If the ultimate goal of our health
system remains that of creating a healthy future for ourselves and our
children, then active efforts at imaging desirable trends to
improve the quality of life of people in Zambia and other developing countries,
ought to be explored.
As in all areas of human intervention,
there are bound to be serious obstacles in exploring any new strategy for a
healthy future. The first is the lack of public/community understanding about
health, illness and human potential. There are still deeply rooted beliefs in
Zambian society which functions to support the view that health and illness are
not subject to individual control. Beliefs in witchcraft cut across various
segments of society.
Secondly, there is the dependence upon
a mechanistic paradigm and mythology of medicine that gives undue emphasis to
the role of medical professionals to exclusion of other disciplines. Hence,
there will be need to increase awareness of the impact of personal behavior
(lifestyle) on health and well-being; provision of more public health-relevant
information leading to greater awareness; and application of quality of working
and social life concepts in social and economic policy interventions.
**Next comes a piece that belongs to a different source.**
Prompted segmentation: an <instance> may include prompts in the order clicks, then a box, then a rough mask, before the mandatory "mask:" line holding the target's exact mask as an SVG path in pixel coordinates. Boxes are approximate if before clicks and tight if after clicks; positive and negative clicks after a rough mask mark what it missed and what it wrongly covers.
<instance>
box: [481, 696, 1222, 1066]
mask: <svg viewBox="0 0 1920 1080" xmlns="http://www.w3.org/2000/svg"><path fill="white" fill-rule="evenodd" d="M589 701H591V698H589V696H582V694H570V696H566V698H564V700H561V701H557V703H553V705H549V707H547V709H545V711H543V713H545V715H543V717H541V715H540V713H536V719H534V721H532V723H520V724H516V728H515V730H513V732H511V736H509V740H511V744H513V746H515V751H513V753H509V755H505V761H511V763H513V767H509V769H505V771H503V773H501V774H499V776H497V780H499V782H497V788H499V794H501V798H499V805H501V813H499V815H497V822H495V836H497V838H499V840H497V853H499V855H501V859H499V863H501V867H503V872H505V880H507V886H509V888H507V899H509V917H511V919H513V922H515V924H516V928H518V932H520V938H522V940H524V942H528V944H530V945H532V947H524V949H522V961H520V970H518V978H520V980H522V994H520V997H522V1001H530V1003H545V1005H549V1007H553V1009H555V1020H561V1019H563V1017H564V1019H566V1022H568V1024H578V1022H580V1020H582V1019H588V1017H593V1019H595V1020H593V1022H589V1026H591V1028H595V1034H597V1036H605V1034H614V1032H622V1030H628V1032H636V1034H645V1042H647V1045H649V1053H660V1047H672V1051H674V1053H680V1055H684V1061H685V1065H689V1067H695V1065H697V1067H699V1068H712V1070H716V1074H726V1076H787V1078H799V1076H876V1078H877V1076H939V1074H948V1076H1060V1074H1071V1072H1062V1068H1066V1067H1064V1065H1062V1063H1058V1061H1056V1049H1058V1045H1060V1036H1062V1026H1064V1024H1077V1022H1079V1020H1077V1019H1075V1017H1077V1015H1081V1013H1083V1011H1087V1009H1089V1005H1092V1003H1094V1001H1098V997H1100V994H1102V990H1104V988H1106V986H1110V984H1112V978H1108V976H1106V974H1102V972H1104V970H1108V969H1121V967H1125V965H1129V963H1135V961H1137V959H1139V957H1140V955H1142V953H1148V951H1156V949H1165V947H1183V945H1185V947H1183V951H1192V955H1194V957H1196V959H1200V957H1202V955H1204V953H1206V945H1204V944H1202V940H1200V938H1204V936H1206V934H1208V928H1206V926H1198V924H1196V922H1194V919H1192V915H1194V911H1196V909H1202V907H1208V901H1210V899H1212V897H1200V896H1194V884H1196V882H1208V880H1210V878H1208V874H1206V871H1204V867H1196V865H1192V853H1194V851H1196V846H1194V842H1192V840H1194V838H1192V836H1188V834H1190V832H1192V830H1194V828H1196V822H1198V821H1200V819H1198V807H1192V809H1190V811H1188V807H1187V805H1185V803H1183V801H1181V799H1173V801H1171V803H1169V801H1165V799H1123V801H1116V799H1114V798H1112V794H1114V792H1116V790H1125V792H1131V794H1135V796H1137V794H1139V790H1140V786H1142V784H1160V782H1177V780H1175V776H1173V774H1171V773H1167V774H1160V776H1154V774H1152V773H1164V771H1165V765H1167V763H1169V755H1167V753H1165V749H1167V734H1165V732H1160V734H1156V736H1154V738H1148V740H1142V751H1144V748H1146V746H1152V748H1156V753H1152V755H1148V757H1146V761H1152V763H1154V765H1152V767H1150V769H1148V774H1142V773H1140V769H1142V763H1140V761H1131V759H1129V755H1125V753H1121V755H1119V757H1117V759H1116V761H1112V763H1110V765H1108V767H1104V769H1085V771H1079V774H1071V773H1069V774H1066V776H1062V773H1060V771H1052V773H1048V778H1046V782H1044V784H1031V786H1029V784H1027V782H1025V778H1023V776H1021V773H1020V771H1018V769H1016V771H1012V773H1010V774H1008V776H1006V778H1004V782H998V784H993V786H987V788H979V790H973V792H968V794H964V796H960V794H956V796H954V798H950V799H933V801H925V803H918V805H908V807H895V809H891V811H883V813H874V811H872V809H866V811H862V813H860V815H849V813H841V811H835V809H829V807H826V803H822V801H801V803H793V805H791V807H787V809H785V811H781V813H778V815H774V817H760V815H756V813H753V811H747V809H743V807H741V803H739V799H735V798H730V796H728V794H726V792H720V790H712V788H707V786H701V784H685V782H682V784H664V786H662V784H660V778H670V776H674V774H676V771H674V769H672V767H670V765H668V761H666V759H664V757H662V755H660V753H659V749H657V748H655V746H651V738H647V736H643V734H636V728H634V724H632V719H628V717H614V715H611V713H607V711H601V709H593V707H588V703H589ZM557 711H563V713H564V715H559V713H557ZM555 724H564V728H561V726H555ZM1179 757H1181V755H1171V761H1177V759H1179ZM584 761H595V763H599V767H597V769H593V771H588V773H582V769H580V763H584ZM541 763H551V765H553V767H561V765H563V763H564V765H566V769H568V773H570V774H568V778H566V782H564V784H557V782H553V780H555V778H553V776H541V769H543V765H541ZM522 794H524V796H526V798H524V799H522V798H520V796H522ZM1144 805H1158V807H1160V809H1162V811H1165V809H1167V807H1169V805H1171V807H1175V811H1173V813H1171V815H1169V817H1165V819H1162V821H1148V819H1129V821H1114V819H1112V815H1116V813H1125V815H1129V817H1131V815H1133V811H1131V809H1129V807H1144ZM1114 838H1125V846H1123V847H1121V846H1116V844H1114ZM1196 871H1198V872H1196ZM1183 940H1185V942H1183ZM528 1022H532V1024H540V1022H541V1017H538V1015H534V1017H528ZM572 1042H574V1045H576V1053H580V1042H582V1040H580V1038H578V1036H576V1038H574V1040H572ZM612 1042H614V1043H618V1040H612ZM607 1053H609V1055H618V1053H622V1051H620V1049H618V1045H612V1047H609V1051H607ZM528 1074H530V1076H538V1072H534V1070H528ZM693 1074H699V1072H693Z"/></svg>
Dogmatic/traditional thinking and
expectations about the health care system as well as lack of cooperation,
collaboration, communication and inappropriate competition between health care
providers within the modern health system as well as between traditional and
modern systems are obstacles likely to hinder health improvements. There are in
contrast, many positive impacts of technology on communications, diagnosis and
treatment; recognition of the differential roles of social categories such as
women and children in health promotion in addition to greater consumer power in
health services which are trends likely to facilitate the process of attaining
improvements in thinking about the nature and realization of well-being.